Reflections on the UK General Election

Britain has become a society where economic growth is king. And this is true at a European level as well. 

FEATURES AUTOR 15/Michael_Gowen 15 DE MAYO DE 2015 10:23 h
Economy, UK Photo: EPA.

I must be one of the few people who had been predicting for several weeks before the UK General Election that the Conservative Party would have a majority in the new parliament - you can ask my friends if you don't  believe me! I don’t think that I had any special revelation from God in order to make this prediction. I simply observed over the past 30 years what is most important to English people then they vote at a General Election.



There are many issues which came up in the election campaign; health, education, welfare benefits, poverty, public services, and so on. But there is one issue which dominates the majority of English people’s hearts and minds when they come to put their cross on the ballot paper: the economy. They ask themselves, Which party is most likely to give me the best standard of living for the next 5 years?



On this occasion it seems that the Conservatives successfully convinced enough voters that they were on the right track with the economic recovery: although the last 5 years had been tough, Britain is doing much better than most of its neighbours, and let’s keep on the same course. On the other hand, the Labour Party failed to reassure the electorate that the British economy was safe in its hands.
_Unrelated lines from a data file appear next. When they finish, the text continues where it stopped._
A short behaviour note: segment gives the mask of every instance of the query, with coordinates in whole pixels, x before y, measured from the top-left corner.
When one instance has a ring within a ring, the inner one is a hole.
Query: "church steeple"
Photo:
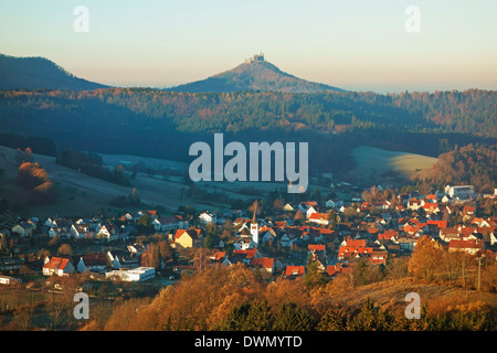
[[[254,203],[254,215],[252,216],[252,223],[251,223],[251,234],[252,234],[252,242],[254,242],[255,245],[258,245],[258,224],[257,224],[257,212],[258,203],[255,201]]]

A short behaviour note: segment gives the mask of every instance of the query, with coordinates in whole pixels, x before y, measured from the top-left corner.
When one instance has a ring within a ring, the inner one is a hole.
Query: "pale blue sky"
[[[80,4],[88,33],[73,30]],[[420,33],[404,30],[408,6],[421,10]],[[496,89],[496,0],[0,0],[0,53],[118,86],[203,79],[262,51],[346,89]]]

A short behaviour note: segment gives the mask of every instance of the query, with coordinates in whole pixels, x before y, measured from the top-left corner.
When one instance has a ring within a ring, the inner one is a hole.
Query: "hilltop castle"
[[[261,52],[261,54],[255,54],[254,56],[246,58],[245,63],[263,62],[263,61],[264,61],[264,54]]]

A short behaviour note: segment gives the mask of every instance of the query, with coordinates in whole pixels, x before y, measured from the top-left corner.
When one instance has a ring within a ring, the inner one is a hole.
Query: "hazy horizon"
[[[76,6],[89,31],[73,29]],[[404,13],[420,9],[421,31]],[[171,87],[263,52],[282,71],[349,90],[497,88],[497,2],[2,2],[0,52],[43,56],[110,86]]]

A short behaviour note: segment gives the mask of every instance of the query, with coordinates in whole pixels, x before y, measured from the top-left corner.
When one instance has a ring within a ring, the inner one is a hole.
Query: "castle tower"
[[[252,217],[252,223],[251,223],[252,242],[254,242],[254,245],[258,245],[258,224],[257,224],[257,218],[255,217],[256,211],[257,211],[257,205],[254,206],[254,216]]]

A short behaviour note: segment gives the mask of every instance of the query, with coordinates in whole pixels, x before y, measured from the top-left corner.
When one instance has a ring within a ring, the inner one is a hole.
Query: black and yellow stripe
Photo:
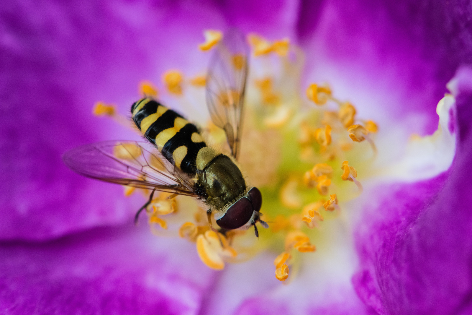
[[[169,162],[195,174],[197,155],[206,144],[195,125],[151,98],[134,103],[131,113],[136,126]]]

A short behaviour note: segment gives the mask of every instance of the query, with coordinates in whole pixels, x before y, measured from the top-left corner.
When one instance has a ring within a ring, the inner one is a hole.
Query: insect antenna
[[[149,196],[149,200],[142,207],[139,208],[138,212],[136,212],[136,214],[135,215],[135,224],[138,224],[138,219],[139,219],[139,214],[141,213],[141,211],[146,209],[151,204],[151,201],[152,201],[152,197],[154,196],[154,192],[155,191],[155,188],[152,190],[152,192],[151,193],[151,195]]]

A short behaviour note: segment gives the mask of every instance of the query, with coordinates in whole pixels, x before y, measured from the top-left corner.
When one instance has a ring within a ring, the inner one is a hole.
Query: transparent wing
[[[206,100],[211,120],[226,133],[237,158],[249,63],[249,47],[237,29],[225,34],[212,56],[207,74]]]
[[[62,157],[73,171],[105,182],[196,196],[194,182],[145,142],[107,141],[73,149]]]

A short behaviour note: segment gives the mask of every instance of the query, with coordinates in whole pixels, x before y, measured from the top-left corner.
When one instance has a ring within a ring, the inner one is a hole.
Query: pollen
[[[337,208],[337,197],[336,194],[329,195],[329,199],[323,204],[323,207],[326,211],[334,211]]]
[[[343,174],[341,175],[341,179],[343,181],[354,181],[354,178],[357,177],[357,172],[355,169],[352,166],[350,166],[347,161],[343,162],[343,165],[341,166],[343,170]]]
[[[95,116],[113,116],[116,112],[114,106],[107,105],[102,102],[96,103],[93,111]]]
[[[255,57],[268,54],[273,51],[274,48],[270,42],[258,35],[250,34],[248,36],[248,40],[253,46]]]
[[[321,87],[312,83],[306,89],[306,96],[317,105],[323,105],[329,99],[331,89],[327,86]]]
[[[113,155],[124,160],[134,160],[141,156],[141,148],[133,143],[120,143],[113,147]]]
[[[183,75],[177,70],[169,70],[162,76],[162,81],[166,85],[167,90],[176,95],[182,95],[183,80]]]
[[[197,88],[203,88],[206,85],[205,76],[197,76],[190,80],[190,84]]]
[[[142,81],[139,83],[139,92],[145,97],[157,97],[157,88],[148,81]]]
[[[343,125],[347,128],[354,123],[355,113],[355,108],[350,103],[346,102],[339,108],[338,117]]]
[[[197,252],[205,265],[216,270],[225,267],[225,260],[236,257],[237,253],[229,246],[226,238],[220,233],[209,230],[197,237]]]
[[[318,128],[315,131],[317,142],[324,147],[331,144],[331,126],[326,125],[322,128]]]
[[[284,264],[275,271],[275,277],[278,280],[285,281],[288,278],[288,266]]]
[[[371,120],[368,120],[365,122],[365,129],[371,133],[376,133],[379,130],[377,124]]]
[[[279,41],[275,41],[272,44],[272,48],[276,53],[281,57],[285,57],[288,53],[290,48],[288,38],[284,38]]]
[[[292,177],[289,178],[280,189],[280,201],[287,208],[296,209],[302,206],[302,199],[297,191],[298,185],[298,181]]]
[[[219,31],[214,30],[207,30],[203,31],[203,36],[205,37],[205,43],[198,45],[198,48],[203,51],[209,50],[218,44],[223,38],[223,33]]]
[[[361,125],[353,125],[347,128],[347,132],[349,133],[349,138],[356,142],[365,140],[367,134],[367,129]]]

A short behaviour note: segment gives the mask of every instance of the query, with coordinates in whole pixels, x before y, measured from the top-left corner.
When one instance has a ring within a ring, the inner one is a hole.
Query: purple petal
[[[459,138],[450,170],[414,184],[384,187],[390,195],[371,207],[358,228],[362,269],[354,281],[379,314],[472,311],[471,74],[462,69],[456,77]]]
[[[434,106],[446,83],[461,62],[472,61],[470,3],[332,0],[314,7],[302,18],[320,18],[301,21],[298,29],[309,80],[333,84],[364,116],[401,122],[421,116],[411,131],[434,131]]]
[[[204,29],[230,23],[254,29],[263,22],[268,34],[282,36],[296,23],[291,1],[276,4],[280,10],[246,4],[2,2],[0,239],[43,240],[131,219],[142,200],[74,174],[61,155],[87,143],[137,139],[93,117],[93,105],[114,102],[129,115],[140,81],[159,85],[169,68],[204,71],[208,55],[197,48]]]
[[[196,314],[214,275],[194,245],[135,227],[3,243],[0,257],[0,309],[12,315]]]

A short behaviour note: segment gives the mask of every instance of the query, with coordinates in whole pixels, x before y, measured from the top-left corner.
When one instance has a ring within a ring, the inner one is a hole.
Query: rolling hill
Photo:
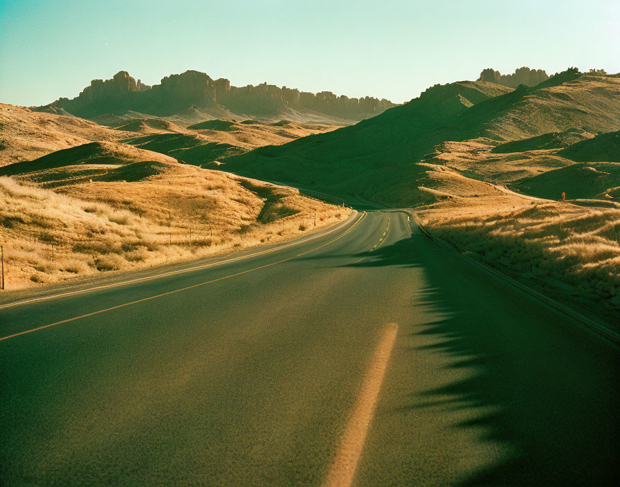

It seems that the motivations of the Scots were not so very different. For, aside from the complex issues of independence, devolution and nationalism, they voted overwhelmingly for the Scottish National Party, the one party which - like Syriza in Greece - campaigned on a platform of ending austerity.



Look back at William Hague at the 2001 General Election: as leader of the Conservative Party, he majored his campaign on the issues of Europe and the pound. British people feel strongly about these matters - but not sufficiently strongly to elect him. His party was crushed at the polls by Tony Blair, whom the British electorate deemed to be a better bet for future prosperity.



Likewise, at the last General Election in 2010 the Labour Party was bundled out of office after 13 years in power because they were held responsible for failing to deal adequately with the economic crisis which had come upon the country.



Britain has become a society where economic growth is king. And this is true at a European level as well.



The founding fathers of the European Union back in the 1950s, many of whom where committed Christians, had ideals of peace, cooperation, fellowship and harmony of nations. In 1972 Commissioner Sicco Mansholt warned against the illusion of untrammelled economic growth, and proposed that Gross National Happiness should replace Gross National Product as a measure of progress.  Nowadays the principal objectives of the European Union are jobs, economic growth and competitiveness: the Union has been sacrificed on the idol of economic growth.



What about you who are reading this? What was your motivation for voting for a particular party at the last General Election in your country? And on what basis will you cast your vote at the next election? Will you go along with the majority and choose the party that you think will give you the best standard of living? Is this God’s priority for his world today? Or are there more important issues?



 



Michael Gowen woked for over 25 years for the European Commission in Brussels, in energy conservation, agricultural trade and latterly in getting emergency humanitarian aid to countries in crisis in Asia, Latin America and the central part of Africa.